SpecSplit — Project Guide
What Is SpecSplit?
SpecSplit is a research framework for disaggregated speculative decoding — an approach to accelerating large language model (LLM) inference by splitting the workload across two networked GPUs:
| Worker | Role | Hardware |
|---|---|---|
| Draft Worker ("The Hare") | Generates speculative token trees with a small, fast LLM | Cheap GPU |
| Target Worker ("The Tortoise") | Verifies drafts via tree-attention with a large, accurate LLM | Expensive GPU |
An Orchestrator coordinates the draft→verify ping-pong loop and presents a single user-facing interface.
Key insight: The draft model is cheap to run, so speculating several tokens ahead is fast. The target model verifies the entire tree in one batched forward pass, amortizing its high per-token cost.
Repository Layout
specsplit/
├── proto/ # gRPC protobuf definitions
│ └── spec_decoding.proto
├── core/ # Shared utilities
│ ├── config.py # Pydantic settings (env-overridable)
│ ├── serialization.py # Tensor ↔ list conversion
│ ├── telemetry.py # High-precision timing + JSON spans
│ └── verification.py # Greedy tree verification math
├── workers/
│ ├── draft/ # Draft Worker microservice
│ │ ├── engine.py # Autoregressive generation + KV cache
│ │ └── service.py # gRPC server/client bindings
│ ├── target/ # Target Worker microservice
│ │ ├── engine.py # Session-based KV-cached verification
│ │ ├── service.py # gRPC server bindings
│ │ ├── tree_attn.py # Custom tree attention masking
│ │ └── kv_cache.py # Pre-allocated static KV cache
│ └── orchestrator/ # Pipeline coordinator
│ ├── client.py # User-facing entry point
│ └── pipeline.py # Async overlapped draft→verify loop
tests/
├── unit/ # Fast, no-model tests
└── integration/ # Tests requiring model downloads
benchmarks/
├── runner.py # Benchmark harness (writes CSVs)

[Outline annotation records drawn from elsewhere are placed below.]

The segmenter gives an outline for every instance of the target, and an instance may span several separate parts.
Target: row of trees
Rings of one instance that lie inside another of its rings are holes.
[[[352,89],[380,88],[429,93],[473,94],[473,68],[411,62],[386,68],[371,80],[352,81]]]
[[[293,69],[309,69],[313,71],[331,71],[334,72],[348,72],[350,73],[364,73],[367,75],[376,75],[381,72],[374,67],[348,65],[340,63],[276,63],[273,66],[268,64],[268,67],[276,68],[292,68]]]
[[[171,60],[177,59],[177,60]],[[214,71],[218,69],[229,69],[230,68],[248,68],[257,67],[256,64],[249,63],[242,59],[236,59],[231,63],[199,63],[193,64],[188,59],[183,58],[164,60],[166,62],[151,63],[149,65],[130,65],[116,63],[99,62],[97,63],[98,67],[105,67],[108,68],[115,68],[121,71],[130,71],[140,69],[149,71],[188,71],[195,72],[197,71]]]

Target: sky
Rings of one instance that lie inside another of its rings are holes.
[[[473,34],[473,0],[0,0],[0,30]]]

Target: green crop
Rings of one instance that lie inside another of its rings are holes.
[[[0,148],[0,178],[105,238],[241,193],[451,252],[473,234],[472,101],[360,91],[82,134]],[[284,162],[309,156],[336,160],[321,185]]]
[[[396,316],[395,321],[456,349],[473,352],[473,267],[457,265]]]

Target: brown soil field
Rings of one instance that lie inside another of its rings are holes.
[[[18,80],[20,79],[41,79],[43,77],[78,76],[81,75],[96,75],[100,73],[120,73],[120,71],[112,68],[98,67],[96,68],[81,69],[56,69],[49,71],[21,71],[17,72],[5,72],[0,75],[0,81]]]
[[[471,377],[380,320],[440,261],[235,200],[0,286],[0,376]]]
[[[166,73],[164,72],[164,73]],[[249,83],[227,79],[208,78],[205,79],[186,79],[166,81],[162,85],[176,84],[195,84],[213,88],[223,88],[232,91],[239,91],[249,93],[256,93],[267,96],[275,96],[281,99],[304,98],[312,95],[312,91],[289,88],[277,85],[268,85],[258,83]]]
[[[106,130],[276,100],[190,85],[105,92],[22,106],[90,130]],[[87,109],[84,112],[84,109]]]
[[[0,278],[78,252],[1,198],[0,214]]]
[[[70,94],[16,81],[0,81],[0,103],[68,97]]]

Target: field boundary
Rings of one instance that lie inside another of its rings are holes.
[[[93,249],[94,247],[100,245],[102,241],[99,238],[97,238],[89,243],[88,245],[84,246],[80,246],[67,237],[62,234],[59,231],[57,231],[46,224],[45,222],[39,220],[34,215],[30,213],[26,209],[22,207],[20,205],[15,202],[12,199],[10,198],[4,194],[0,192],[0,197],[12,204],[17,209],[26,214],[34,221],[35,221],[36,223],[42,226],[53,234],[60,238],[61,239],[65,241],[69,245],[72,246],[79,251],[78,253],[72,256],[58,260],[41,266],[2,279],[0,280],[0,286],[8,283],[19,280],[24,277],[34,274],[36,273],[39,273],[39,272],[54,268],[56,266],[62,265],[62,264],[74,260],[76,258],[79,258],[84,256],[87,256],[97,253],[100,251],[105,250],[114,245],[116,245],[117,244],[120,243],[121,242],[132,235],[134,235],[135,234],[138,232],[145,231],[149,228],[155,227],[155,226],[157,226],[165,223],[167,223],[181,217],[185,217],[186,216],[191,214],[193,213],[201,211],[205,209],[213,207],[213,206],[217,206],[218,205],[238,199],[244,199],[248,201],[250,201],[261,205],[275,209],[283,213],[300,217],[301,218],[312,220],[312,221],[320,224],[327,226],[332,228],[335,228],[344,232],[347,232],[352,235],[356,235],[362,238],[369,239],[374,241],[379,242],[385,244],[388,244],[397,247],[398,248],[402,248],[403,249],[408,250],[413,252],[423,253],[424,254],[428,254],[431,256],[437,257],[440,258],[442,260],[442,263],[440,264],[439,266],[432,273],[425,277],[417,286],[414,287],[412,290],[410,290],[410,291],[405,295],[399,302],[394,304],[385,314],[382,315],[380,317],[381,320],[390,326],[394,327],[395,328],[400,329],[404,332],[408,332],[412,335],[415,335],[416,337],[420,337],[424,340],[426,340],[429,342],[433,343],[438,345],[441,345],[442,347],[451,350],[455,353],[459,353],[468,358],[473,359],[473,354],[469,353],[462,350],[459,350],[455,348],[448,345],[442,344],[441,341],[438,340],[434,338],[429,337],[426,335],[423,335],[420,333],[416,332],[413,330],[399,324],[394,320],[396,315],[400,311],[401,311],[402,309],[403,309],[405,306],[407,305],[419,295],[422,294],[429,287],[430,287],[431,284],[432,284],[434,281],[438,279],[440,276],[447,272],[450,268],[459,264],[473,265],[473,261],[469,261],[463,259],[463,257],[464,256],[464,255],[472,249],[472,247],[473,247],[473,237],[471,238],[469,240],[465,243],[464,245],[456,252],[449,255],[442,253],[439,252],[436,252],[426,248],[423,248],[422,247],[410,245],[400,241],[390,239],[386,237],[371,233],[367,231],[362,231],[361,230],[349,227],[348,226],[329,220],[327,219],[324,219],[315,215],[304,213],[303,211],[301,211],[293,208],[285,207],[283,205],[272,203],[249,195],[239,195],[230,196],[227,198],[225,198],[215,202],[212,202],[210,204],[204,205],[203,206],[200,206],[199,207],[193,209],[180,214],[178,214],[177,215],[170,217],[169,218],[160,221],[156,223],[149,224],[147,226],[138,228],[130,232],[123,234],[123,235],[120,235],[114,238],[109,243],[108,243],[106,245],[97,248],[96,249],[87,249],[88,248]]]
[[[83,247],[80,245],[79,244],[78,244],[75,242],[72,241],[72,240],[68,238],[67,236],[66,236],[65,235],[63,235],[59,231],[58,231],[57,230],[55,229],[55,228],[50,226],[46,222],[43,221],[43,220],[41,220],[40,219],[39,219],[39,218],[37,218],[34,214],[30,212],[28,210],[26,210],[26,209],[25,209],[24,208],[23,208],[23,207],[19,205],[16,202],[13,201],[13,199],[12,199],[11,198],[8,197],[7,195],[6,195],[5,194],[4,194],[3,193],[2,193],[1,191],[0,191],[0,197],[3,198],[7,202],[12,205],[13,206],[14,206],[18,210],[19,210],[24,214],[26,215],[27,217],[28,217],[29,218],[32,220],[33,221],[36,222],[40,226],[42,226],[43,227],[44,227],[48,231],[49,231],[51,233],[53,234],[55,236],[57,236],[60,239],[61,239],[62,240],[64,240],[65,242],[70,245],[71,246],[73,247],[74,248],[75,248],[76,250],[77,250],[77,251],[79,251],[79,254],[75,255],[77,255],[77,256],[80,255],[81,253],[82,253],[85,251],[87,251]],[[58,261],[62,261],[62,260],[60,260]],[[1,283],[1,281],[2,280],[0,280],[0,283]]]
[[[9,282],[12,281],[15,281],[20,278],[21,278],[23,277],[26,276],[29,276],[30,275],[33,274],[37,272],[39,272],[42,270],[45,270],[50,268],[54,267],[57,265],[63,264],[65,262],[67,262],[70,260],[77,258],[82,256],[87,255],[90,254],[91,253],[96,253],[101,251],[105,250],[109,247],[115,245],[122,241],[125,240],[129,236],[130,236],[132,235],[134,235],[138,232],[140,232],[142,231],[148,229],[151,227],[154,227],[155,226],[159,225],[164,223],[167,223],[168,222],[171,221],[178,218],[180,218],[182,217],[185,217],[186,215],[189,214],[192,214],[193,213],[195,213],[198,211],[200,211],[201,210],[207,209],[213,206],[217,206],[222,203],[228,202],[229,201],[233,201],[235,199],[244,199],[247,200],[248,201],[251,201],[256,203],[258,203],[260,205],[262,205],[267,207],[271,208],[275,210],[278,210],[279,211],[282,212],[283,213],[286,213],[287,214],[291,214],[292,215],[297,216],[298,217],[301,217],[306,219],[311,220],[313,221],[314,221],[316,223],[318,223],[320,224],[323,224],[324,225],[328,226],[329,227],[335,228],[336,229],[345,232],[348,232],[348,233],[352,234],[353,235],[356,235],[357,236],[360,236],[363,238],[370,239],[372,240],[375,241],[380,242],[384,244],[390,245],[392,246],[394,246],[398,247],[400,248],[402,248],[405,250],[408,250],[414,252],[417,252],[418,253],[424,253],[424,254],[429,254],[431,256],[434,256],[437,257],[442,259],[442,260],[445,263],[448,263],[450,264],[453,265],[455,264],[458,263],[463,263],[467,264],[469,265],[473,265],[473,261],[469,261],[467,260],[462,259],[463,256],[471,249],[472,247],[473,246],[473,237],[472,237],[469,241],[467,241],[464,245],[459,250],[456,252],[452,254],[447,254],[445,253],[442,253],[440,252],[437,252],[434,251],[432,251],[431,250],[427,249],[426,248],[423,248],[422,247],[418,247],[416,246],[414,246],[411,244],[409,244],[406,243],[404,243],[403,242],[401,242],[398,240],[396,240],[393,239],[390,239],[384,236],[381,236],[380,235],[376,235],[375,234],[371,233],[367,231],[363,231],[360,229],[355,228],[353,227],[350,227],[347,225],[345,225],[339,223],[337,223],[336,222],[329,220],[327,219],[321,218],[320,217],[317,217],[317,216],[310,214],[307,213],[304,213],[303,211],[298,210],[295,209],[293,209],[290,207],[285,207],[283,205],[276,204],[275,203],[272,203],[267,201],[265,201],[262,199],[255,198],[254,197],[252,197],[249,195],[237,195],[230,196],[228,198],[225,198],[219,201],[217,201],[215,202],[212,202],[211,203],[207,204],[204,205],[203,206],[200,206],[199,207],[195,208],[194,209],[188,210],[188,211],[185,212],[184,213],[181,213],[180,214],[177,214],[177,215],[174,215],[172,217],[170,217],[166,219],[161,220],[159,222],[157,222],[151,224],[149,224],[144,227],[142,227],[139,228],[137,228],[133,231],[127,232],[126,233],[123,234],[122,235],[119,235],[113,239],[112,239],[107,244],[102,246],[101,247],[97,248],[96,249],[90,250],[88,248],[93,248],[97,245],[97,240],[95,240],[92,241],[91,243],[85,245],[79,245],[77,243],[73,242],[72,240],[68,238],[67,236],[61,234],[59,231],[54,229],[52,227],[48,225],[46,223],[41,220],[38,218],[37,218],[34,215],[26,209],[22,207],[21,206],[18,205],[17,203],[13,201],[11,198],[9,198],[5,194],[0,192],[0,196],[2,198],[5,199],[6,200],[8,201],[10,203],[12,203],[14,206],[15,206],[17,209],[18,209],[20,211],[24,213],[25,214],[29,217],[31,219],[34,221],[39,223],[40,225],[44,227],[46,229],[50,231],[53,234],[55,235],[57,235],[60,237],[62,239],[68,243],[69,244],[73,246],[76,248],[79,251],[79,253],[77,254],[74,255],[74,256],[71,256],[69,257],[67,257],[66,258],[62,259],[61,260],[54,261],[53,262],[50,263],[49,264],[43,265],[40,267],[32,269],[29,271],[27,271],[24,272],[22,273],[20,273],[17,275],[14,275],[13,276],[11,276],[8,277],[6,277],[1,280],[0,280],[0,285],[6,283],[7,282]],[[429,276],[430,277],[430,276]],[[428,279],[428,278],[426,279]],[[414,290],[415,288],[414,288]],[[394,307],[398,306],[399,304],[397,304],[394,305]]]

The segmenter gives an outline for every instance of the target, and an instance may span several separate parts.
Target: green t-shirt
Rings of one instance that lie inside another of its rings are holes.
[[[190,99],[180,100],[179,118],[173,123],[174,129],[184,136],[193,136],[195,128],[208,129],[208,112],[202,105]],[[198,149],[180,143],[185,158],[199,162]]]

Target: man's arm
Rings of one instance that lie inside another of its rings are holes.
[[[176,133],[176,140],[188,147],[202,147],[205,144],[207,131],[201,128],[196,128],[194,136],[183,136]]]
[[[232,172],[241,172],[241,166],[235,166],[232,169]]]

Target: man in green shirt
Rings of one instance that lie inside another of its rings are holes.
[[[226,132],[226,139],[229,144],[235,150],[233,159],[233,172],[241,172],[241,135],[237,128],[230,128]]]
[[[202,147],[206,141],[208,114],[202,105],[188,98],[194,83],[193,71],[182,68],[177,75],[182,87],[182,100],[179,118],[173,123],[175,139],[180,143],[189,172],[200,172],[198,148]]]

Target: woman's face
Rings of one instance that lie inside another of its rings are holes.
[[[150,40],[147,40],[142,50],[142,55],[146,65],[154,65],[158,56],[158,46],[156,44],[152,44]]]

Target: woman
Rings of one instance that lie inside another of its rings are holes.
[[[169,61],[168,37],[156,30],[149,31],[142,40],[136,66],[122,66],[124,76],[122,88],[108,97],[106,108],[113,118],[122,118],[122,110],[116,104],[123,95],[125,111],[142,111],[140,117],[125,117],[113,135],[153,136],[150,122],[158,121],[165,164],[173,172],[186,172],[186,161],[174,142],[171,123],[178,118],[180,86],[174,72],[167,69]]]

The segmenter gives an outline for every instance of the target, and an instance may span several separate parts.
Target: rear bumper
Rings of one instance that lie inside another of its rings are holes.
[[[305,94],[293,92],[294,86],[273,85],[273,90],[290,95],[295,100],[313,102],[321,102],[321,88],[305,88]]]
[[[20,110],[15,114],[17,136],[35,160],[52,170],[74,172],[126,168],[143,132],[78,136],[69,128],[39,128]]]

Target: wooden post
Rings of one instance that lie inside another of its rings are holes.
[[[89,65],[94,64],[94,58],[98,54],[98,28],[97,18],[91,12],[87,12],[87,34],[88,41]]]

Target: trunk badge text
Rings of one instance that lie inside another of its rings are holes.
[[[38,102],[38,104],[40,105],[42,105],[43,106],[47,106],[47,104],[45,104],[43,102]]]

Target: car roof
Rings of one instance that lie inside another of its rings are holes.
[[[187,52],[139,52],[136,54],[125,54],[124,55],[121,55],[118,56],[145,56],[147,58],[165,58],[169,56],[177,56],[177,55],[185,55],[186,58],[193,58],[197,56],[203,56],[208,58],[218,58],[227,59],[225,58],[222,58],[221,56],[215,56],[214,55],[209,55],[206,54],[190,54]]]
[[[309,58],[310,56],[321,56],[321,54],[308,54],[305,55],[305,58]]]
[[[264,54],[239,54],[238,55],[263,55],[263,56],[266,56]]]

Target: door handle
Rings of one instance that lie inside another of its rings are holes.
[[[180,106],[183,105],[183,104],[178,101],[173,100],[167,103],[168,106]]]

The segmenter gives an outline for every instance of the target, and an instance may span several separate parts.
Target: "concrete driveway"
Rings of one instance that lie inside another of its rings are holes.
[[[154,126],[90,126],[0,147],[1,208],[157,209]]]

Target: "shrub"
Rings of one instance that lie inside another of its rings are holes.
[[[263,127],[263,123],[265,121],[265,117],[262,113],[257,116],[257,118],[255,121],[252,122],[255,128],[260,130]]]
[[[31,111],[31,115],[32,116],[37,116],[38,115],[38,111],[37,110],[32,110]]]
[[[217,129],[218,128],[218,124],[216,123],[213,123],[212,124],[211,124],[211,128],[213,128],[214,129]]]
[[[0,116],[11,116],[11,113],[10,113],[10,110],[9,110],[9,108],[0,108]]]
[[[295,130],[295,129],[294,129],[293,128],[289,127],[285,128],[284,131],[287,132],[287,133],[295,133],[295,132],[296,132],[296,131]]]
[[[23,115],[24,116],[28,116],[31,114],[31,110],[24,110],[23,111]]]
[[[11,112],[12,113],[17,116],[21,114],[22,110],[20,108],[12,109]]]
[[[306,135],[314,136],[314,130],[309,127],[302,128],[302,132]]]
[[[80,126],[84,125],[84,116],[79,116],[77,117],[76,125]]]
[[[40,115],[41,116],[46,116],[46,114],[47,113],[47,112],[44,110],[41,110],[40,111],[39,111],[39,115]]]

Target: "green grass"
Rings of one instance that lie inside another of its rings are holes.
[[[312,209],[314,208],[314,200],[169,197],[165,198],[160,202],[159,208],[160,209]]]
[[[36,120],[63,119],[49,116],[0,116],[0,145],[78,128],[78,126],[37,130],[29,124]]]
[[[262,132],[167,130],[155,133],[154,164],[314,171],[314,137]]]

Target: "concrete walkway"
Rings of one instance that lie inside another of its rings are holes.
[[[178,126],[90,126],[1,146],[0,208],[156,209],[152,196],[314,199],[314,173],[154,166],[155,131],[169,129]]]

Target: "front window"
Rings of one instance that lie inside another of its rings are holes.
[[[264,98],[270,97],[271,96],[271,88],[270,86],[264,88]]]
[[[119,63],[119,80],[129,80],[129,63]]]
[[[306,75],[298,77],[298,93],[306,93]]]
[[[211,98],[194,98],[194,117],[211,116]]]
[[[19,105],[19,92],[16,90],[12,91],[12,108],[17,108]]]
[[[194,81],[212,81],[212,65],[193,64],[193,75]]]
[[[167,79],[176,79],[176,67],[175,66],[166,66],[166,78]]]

└── run.sh # Convenience wrapper around runner.py
docs/ # You are here
Installation
# Clone
git clone https://github.com/<your-org>/SpecSplit.git
cd SpecSplit
# Create a virtual environment (Python 3.10+)
uv venv && source .venv/bin/activate
# Install in editable mode with dev dependencies
uv pip install -e ".[dev]"
# Generate gRPC stubs from proto
make proto
Environment Variables
All configuration is driven by Pydantic settings with a SPECSPLIT_ prefix.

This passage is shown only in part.